Realização: Isaac King.

Prefere poupar tempo ou guardar coisas? O filme analisa a desigualdade e desperdício criados pelas obsessões dos tempos modernos.

Hoje, pelas 21h30, no Cine Solmar — Entrada livre.

domingo, janeiro 08, 2012

TCN Blog Awards 2011 — A Cerimónia

Antes de mais ei-lo:



Obrigado a todos os que deram a honra ao Keyzer Soze's Place, este blog de nome estranho, administrado a partir do meio do Atlântico e que, curiosamente, completou nove anos de existência no passado dia 6, de ser escolhido como Melhor Blog Individual de 2011.

Impera, agora, fazer justiça a esta inesperada e gratificante honra.

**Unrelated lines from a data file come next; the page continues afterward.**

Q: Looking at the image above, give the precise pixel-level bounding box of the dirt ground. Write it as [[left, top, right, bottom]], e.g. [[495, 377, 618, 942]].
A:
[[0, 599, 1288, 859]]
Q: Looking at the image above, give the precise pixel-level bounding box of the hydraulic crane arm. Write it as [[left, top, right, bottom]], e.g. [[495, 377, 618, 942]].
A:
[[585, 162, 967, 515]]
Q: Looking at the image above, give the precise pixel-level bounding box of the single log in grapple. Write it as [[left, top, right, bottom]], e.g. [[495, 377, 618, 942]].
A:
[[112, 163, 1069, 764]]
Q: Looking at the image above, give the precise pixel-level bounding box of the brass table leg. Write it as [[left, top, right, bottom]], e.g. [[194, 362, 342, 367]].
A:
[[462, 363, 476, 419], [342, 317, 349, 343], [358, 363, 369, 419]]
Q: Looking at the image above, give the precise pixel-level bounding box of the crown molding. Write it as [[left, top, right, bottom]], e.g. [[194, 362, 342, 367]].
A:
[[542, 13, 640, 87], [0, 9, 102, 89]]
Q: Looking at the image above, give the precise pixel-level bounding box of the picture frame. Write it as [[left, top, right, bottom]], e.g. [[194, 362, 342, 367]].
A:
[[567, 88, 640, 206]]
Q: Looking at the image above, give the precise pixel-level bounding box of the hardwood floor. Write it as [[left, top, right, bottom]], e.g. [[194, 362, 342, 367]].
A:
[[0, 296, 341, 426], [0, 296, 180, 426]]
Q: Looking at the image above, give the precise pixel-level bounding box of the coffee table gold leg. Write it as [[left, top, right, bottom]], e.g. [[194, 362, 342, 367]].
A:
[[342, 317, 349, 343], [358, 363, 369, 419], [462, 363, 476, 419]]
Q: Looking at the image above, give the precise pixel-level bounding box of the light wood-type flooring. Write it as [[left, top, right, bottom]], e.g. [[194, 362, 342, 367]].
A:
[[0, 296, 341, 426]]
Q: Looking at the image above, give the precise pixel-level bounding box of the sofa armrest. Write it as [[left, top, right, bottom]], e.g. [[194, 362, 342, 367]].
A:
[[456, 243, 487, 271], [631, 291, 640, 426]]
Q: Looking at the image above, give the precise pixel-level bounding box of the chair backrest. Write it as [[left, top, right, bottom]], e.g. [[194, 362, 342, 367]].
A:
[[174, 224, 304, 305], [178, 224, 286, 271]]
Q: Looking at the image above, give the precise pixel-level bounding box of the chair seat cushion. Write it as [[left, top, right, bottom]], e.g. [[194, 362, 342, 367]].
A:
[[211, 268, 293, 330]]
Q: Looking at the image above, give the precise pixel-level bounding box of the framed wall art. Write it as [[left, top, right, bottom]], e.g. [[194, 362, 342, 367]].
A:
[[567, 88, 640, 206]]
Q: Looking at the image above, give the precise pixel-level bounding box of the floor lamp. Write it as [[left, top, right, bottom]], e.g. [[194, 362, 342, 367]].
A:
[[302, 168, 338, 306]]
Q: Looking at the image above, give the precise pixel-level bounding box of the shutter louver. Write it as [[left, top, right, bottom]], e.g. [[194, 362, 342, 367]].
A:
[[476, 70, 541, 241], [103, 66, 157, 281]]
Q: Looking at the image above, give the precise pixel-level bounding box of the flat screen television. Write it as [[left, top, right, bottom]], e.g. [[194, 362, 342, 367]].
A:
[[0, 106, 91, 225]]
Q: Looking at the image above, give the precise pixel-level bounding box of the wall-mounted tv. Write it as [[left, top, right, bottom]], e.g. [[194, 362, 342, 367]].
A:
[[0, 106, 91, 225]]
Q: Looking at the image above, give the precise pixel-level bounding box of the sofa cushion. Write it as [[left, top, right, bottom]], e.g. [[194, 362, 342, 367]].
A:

E parabéns aos merecidos vencedores:

Melhor Blogger: Pedro Andrade (TVDependente)
Melhor Blog Colectivo: TVDependente
Melhor Artigo: Mundo Mágico vs. Caixinha Mágica (Vítor Rodrigues, TVDependente)
Melhor Crítica: Game of Thrones: 1×01 – Winter is Coming (HBO) (Syrin, TVDependente)
Melhor Iniciativa: José e Pilar aos Óscares (Tiago Ramos, Split Screen)
Melhor Novo Blog: Blockbusters
Melhor Revista: Empire

Parabéns, igualmente, a todos os nomeados e ao Miguel Reis do Cinema Notebook por esta iniciativa que possibilita o fantástico momento de reunir, presencialmente, uma significativa fatia da comunidade blogger de Cinema e TV nacional.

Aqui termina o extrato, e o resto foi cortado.